Reading Stephen King’s book on writing (not an autobiography he insists). Pretty entertaining. Had no idea he has such a foul mouth.

I read most of his stories and books as a young adult – the oil spill one and the doctor on the island haunt me still – but stopped halfway through “It” and never picked up another one.

His book “On Writing” is interesting – reading him recount the path (so far as he knows) that led him to being a writer. What strikes me the most so far was in one of the prologues. He compares his writing with Amy Tan’s (a friend of his). They both write “popular” fiction and thus no one asks them about their use of language.

Two things stand out to me about this. First that I think of Amy Tan’s work as literary and of course the language is paramount to that. King’s work is all about plot and thus I’ve never considered him as a crafter of language.

The other, how I’ve always thought of it, is that Tan’s work is literary and just happens to have become popular. King’s work is popular and thus can’t possibly be literary.

Both of these views are of course my own bias and I know many other writers who feel the same way. If it’s popular with the masses (aka Danielle Steel and Dan Brown) it can’t possibly be good, or ‘real’ writing. And if it’s good, literary fiction, it can’t possibly be popular because the masses don’t have such good taste.  Jonathan Franzen’s “The Corrections” and Oprah is a classic example of this thinking.

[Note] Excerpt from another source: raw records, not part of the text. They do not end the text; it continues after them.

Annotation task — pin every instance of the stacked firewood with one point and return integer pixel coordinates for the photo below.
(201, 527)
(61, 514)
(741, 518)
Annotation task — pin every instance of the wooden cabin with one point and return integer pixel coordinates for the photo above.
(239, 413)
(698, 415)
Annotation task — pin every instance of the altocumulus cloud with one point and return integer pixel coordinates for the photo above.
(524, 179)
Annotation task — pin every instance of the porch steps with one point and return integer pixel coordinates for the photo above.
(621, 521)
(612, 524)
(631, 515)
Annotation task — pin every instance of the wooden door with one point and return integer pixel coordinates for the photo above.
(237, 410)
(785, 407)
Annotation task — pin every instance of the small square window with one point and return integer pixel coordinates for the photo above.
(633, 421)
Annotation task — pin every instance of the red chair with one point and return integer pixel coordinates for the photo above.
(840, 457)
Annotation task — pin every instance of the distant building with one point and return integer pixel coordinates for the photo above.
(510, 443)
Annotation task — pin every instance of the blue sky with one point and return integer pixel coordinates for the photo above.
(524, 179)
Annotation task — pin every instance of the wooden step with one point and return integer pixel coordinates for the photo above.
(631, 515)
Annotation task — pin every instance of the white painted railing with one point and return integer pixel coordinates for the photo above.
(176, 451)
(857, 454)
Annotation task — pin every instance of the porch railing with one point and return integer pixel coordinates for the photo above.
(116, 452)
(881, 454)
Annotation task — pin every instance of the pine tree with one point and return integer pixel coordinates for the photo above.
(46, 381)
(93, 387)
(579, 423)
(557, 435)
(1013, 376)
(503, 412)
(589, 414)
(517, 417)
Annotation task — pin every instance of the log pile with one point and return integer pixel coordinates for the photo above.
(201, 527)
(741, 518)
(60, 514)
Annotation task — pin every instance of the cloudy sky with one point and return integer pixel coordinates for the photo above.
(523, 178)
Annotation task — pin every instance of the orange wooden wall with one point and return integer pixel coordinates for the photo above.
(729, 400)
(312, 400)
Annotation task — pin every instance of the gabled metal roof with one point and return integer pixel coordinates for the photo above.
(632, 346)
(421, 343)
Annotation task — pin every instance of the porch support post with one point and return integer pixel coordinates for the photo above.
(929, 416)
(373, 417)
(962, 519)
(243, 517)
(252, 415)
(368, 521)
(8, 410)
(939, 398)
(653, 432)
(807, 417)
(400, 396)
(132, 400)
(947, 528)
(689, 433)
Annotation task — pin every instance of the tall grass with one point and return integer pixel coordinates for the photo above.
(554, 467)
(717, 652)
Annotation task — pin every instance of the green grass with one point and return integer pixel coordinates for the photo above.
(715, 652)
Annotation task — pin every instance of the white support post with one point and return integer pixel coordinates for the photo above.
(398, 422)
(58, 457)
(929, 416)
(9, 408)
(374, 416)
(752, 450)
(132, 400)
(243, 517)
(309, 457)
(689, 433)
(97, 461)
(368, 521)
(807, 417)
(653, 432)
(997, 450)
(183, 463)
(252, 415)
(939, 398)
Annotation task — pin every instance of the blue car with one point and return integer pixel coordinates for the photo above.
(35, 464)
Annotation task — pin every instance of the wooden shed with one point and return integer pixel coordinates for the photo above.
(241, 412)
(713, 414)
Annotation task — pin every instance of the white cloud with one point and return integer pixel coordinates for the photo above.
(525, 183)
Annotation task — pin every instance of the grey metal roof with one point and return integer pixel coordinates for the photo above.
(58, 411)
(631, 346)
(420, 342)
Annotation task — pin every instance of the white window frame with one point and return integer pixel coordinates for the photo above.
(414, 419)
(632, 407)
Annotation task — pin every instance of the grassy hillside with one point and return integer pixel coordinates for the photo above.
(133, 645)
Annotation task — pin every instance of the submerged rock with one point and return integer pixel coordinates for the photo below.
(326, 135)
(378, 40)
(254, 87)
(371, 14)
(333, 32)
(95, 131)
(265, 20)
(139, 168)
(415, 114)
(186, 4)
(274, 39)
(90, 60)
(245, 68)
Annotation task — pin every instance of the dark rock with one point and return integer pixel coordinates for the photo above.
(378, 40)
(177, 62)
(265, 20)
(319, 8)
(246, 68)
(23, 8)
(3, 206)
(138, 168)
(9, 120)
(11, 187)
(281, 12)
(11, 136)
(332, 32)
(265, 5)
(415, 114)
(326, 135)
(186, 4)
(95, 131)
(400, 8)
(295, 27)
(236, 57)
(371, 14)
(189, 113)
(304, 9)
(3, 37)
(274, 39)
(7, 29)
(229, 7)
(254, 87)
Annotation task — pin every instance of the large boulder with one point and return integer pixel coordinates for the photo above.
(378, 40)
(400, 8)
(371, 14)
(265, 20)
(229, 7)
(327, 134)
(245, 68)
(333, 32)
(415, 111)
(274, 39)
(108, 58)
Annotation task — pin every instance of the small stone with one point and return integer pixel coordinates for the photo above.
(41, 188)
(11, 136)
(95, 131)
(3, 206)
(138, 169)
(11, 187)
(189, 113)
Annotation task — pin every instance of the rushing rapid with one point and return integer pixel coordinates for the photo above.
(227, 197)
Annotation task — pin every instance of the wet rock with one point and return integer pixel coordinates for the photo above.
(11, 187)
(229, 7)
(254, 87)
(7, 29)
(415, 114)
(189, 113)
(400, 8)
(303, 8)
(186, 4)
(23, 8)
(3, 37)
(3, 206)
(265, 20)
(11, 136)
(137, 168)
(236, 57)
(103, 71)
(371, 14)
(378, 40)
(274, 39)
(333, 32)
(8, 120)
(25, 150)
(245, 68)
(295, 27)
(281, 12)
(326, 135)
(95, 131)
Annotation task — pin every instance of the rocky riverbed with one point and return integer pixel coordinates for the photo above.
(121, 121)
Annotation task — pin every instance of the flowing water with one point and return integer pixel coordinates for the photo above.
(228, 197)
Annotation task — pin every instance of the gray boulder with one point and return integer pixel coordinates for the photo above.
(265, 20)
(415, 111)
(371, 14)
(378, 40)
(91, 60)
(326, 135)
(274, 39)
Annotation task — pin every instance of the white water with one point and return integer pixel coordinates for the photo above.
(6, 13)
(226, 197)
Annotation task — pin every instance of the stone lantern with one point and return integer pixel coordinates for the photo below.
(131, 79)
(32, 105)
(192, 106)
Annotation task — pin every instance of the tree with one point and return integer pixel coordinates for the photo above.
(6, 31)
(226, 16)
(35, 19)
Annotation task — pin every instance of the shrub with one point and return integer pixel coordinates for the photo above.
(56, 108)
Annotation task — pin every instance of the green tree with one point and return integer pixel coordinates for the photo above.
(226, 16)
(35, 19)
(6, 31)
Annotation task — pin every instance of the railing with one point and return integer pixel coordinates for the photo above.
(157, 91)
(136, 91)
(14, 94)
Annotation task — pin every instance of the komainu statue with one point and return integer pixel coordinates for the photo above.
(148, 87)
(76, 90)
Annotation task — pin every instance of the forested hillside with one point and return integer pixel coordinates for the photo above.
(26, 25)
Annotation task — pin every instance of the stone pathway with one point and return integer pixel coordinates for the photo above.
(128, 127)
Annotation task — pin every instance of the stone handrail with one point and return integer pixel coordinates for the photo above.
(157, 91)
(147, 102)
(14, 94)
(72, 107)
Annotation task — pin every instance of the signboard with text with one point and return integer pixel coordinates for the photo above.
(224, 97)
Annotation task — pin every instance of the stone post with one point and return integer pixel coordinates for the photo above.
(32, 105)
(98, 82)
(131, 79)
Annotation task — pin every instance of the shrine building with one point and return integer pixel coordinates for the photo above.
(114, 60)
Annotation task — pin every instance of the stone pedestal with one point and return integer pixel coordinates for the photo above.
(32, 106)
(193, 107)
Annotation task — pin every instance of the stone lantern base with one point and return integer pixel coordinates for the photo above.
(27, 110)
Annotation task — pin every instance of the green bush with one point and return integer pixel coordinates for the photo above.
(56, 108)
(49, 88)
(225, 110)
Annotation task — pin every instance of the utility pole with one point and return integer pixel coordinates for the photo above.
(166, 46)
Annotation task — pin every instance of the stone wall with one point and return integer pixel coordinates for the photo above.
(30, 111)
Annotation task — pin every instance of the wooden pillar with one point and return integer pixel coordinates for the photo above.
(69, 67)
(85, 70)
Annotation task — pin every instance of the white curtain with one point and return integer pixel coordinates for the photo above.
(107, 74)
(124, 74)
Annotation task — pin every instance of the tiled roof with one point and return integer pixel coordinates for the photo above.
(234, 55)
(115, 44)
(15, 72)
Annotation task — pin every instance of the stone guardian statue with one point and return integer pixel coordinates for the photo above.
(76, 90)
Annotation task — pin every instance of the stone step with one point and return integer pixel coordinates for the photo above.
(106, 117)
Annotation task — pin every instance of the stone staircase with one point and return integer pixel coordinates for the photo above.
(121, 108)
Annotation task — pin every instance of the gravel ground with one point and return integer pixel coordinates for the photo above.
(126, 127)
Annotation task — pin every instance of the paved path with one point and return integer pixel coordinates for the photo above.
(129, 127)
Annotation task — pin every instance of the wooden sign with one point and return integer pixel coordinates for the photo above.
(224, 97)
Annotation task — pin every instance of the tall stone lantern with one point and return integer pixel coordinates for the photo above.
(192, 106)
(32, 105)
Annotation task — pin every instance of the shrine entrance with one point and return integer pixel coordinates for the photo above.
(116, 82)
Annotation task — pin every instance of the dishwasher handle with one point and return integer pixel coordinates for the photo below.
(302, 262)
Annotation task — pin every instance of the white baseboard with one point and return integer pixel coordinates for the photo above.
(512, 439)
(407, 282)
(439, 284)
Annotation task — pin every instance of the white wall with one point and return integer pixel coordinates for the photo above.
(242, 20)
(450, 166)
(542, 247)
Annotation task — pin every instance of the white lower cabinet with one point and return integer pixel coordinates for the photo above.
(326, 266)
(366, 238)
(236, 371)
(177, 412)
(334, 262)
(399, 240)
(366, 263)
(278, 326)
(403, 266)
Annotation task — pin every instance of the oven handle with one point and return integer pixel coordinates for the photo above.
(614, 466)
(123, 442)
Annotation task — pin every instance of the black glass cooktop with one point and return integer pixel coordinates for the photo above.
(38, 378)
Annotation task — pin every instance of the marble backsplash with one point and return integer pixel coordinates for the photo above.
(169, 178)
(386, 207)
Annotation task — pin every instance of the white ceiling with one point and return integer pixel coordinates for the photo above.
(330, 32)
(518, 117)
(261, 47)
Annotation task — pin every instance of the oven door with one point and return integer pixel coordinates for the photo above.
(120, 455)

Is this a way to console ourselves if our work isn’t embraced by an agent, or editor, or readers? My writing is too good to be understood by the masses. I could churn out a novel like Dan Brown in an instant if I wanted to but I want to make art!

But isn’t this just like my mother and others saying to me, Oh I could write a novel if I just had the time.

Obviously it took craft and persistence and not a little talent for King to write and publish 30 best sellers. And while “The Da Vinci Code” might be a literary joke, I couldn’t put it down.

So I’m trying to be less of a snob and focus on the work. Like the teachers said in school, Ddon’t worry about what everyone else is doing, keep your eyes on your own paper.”